Date: Thu, 22 Mar 2012 11:05:04 -0400
Reply-To: Christopher Battiston <darth.pathos@GMAIL.COM>
Sender: "SAS(r) Discussion" <SAS-L@LISTSERV.UGA.EDU>
From: Christopher Battiston <darth.pathos@GMAIL.COM>
Subject: Re: Extract only numeric values from an alphanumeric column
Content-Type: text/plain; charset=ISO-8859-1
Hi Nat / Mary,
Thanks for the replies! I had a two-fold plan that I was aiming to
1) Because 90%+ of our lab values are manually entered, I was aiming to do
a mini-audit and see the max / min / averages / counts;
2) Dealing with Transplant, our patients are on immunosuppresants,
anti-hypertensives, etc. etc. and I was looking to graph by organ program
and see if there are any trends over the past few years.
Having read your replies, I'm thinking I'll do a PROC FREQ for the
non-numeric results, with bar charts accordingly.
As I just wrote the line above, is there a way to set up bins by group? As
an example, I have test A with 1, 1, 2, 3, 9 as results; I would want bins
of 1 - 2, 3 - 7, 8+. For Test B, where I have 0.1, 0.4, 0.8, 2.6, 12.9,
I'd want 0 - 1, 1.1-2.5, 2.5+. Understanding of course the bins would have
to be medically-determined, but I'm just wondering if there is a way for
now to set up SAS to auto-bin values based on the values in the group.

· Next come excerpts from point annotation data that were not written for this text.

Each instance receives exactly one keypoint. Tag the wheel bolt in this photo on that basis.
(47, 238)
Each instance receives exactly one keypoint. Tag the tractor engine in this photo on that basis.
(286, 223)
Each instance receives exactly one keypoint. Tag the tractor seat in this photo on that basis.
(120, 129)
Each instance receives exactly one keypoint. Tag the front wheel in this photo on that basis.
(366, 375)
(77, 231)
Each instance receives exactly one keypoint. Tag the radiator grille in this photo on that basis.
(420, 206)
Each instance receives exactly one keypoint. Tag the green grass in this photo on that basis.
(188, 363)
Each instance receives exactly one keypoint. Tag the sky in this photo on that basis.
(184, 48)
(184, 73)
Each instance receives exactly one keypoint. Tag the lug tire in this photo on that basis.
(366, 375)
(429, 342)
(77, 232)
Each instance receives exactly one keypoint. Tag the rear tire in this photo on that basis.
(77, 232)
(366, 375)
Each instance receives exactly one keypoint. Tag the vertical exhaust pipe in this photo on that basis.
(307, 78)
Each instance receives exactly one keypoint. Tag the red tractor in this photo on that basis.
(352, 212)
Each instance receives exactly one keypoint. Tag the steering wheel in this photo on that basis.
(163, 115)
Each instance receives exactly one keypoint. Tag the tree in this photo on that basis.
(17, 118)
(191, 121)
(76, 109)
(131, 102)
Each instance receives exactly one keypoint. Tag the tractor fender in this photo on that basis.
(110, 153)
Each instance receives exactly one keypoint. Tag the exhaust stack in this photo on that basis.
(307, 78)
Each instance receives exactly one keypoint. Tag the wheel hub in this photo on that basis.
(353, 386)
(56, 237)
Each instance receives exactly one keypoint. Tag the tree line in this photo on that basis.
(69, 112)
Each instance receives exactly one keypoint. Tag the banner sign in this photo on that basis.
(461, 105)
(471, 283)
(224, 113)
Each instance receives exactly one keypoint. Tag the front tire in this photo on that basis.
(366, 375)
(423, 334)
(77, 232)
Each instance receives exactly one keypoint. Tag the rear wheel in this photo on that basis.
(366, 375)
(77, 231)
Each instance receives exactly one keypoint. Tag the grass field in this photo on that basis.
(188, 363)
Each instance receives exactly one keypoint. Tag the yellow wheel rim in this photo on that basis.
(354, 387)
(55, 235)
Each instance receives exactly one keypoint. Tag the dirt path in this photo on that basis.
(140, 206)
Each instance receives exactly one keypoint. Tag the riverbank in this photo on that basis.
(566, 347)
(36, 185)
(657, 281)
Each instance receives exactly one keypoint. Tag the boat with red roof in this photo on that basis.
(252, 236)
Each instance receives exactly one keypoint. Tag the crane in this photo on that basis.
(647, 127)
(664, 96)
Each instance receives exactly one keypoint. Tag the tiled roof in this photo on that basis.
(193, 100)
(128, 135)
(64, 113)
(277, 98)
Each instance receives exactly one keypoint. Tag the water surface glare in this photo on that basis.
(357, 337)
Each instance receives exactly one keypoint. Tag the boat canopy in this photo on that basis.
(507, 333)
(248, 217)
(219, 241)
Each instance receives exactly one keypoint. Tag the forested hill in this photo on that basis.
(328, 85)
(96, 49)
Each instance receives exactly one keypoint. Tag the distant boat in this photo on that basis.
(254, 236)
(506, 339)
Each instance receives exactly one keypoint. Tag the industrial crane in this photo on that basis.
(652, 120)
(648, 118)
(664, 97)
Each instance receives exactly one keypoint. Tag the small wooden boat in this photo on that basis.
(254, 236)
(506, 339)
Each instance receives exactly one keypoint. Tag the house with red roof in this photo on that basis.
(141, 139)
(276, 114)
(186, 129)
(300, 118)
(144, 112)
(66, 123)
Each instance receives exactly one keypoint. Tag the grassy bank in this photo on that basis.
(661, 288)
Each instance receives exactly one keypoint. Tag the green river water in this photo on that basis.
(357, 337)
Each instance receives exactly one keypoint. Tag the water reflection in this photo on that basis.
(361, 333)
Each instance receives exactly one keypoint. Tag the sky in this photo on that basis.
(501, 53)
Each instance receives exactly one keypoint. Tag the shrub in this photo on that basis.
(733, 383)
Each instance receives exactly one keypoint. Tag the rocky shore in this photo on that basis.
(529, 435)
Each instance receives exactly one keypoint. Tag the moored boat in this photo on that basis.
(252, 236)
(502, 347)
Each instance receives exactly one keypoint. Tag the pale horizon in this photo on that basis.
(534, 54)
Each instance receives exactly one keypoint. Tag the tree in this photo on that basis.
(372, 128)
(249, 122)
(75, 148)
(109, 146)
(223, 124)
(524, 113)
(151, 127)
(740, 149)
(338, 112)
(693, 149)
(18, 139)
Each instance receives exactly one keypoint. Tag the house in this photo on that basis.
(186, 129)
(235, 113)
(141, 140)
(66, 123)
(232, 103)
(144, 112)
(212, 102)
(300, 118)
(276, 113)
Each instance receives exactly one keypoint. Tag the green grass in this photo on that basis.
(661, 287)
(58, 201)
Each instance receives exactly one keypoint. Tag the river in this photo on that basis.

Thanks so much for your time
On Thu, Mar 22, 2012 at 10:53 AM, Mary <firstname.lastname@example.org> wrote:
> If these are medical lab results then you may want to do substitution
> based on which lab it is; for example; some labs could have values and
> others would have negative/positive. To do a blanket substition of numeric
> when some lab results are not by nature numeric would be a mistake; you
> would at least want to run transformations separately within each type of
> lab. A hemotocrit score, for instance, would have a value whereas a test
> for a presence of a virus would have POS or NEG.
> --- darth.pathos@GMAIL.COM wrote:
> From: Christopher Battiston <darth.pathos@GMAIL.COM>
> To: SAS-L@LISTSERV.UGA.EDU
> Subject: Extract only numeric values from an alphanumeric column
> Date: Thu, 22 Mar 2012 08:06:13 -0400
> Hi all,
> I have a Labs result table where the "Results" column has all sorts of data
> (POS, <3, 1+, etc.). I would like to somehow extract only the numeric data
> so I can graph the results but I'm not entirely sure how. I was hoping
> that I could use if the first character was a number or a decimal, but that
> doesn't work because I have results like the 1+ in the examples, and then
> others like .3a (which I believe is a typo but data quality is a challenge
> left for another day).
> I could use PROC SQL to do a "NOT LIKE '%a%" for all the letters and
> characters but that is just ridiculous. I went to Cody's Data Cleaning
> Techniques (rapidly becoming one of my most used books in my SAS
> collection) and found the NOTDIGIT function.
> I created a table in WORK using PROC SQL (I want only this year's data) and
> had set my DATA step as
> data _null_;
> set work.lab;
> file print;
> if notdigit(trim(result)) and not missing(result)
> then put result= result_date=;
> The problem is that it returns what appears to be my complete dataset (1.0,
> 32, >1000, NEG, etc. etc.). So, what am I missing? What I'm thinking is
> creating a data set with the results from the DATA step, and then delete
> those results from WORK.LAB.
> Any suggestions would be appreciated.